As the administrator you have the responsibility to act as trustee of the protected person’s estate when it comes to investing money. As trustee there are specific requirements for investing money as set out in the Trustee Act 1936.
Within the Trustee Act 1936 Section 7 “Duties of trustee in respect of power of investment” and Section 9 “Matters to which trustee must have regard in exercising power of investment” are particularly relevant to your role as trustee. Before investing any funds on behalf of the protected person you should familiarise yourself with these sections which are included below for your information
7—Duties of trustee in respect of power of investment
(1) Subject to the instrument creating the trust, a trustee must, in exercising a power of investment—
(a) if the trustee's profession, business or employment is or includes acting as a trustee or investing money on behalf of other persons—exercise the care, diligence and skill that a prudent person engaged in that profession, business or employment would exercise in managing the affairs of other persons; or
(b) if the trustee is not engaged in such a profession, business or employment—exercise the care, diligence and skill that a prudent person of business would exercise in managing the affairs of other persons.
(2) A trustee must, in exercising a power of investment, comply with any provision of the instrument creating the trust that is binding on the trustee and requires the obtaining of a consent or approval or compliance with any direction with respect to trust investments.
(3) Subject to the instrument creating the trust, a trustee must, at least once in each year, review the performance (individually and as a whole) of trust investments.

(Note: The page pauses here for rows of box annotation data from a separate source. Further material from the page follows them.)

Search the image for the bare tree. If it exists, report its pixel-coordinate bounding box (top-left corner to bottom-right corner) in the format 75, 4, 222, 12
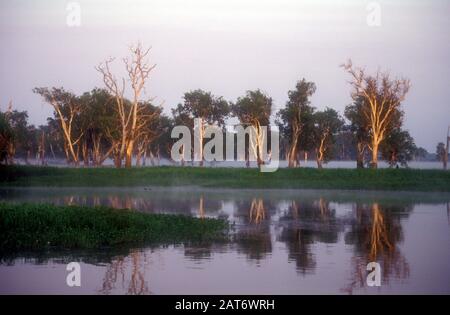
33, 88, 83, 166
342, 60, 410, 168
96, 43, 156, 167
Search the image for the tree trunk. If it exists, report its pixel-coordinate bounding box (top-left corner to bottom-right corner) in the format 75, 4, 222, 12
317, 158, 323, 168
370, 142, 378, 168
356, 142, 365, 168
125, 140, 134, 168
81, 141, 89, 166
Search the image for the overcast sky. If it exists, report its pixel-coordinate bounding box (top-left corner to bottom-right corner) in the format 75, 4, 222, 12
0, 0, 450, 152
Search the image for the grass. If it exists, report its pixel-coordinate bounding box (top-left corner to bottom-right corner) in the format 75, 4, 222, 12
0, 166, 450, 192
0, 203, 228, 252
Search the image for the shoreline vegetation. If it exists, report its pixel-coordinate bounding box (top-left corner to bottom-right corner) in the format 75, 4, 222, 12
0, 203, 228, 252
0, 166, 450, 192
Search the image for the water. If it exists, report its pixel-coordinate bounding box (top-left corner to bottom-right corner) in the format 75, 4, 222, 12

9—Matters to which trustee must have regard in exercising power of investment
(1) Without limiting the matters that a trustee may take into account when exercising a power of investment, a trustee must, so far as they are appropriate to the circumstances of the trust, have regard to—
(a) the purposes of the trust and the needs and circumstances of the beneficiaries;
and
(b) the desirability of diversifying trust investments; and
(c) the nature of and risk associated with existing trust investments and other trust property; and
(d) the need to maintain the real value of the capital or income of the trust; and
(e) the risk of capital or income loss or depreciation; and
(f) the potential for capital appreciation; and
(g) the likely income return and the timing of income return; and
(h) the length of the term of the proposed investment; and
(i) the probable duration of the trust; and
(j) the liquidity and marketability of the proposed investment during, and on the determination of, the term of the proposed investment; and
(k) the aggregate value of the trust estate; and
(l) the effect of the proposed investment in relation to the tax liability of the trust; and
(m) the likelihood of inflation affecting the value of the proposed investment or other trust property; and
(n) the costs (including commissions, fees, charges and duties payable) of making the proposed investment; and
(o) the results of a review of existing trust investments. (2) A trustee may—
(a) obtain and consider independent and impartial advice reasonably required for the investment of trust funds or the management of the investment from a person whom the trustee reasonably believes to be competent to give the advice; and
(b) pay out of trust funds the reasonable costs of obtaining the advice.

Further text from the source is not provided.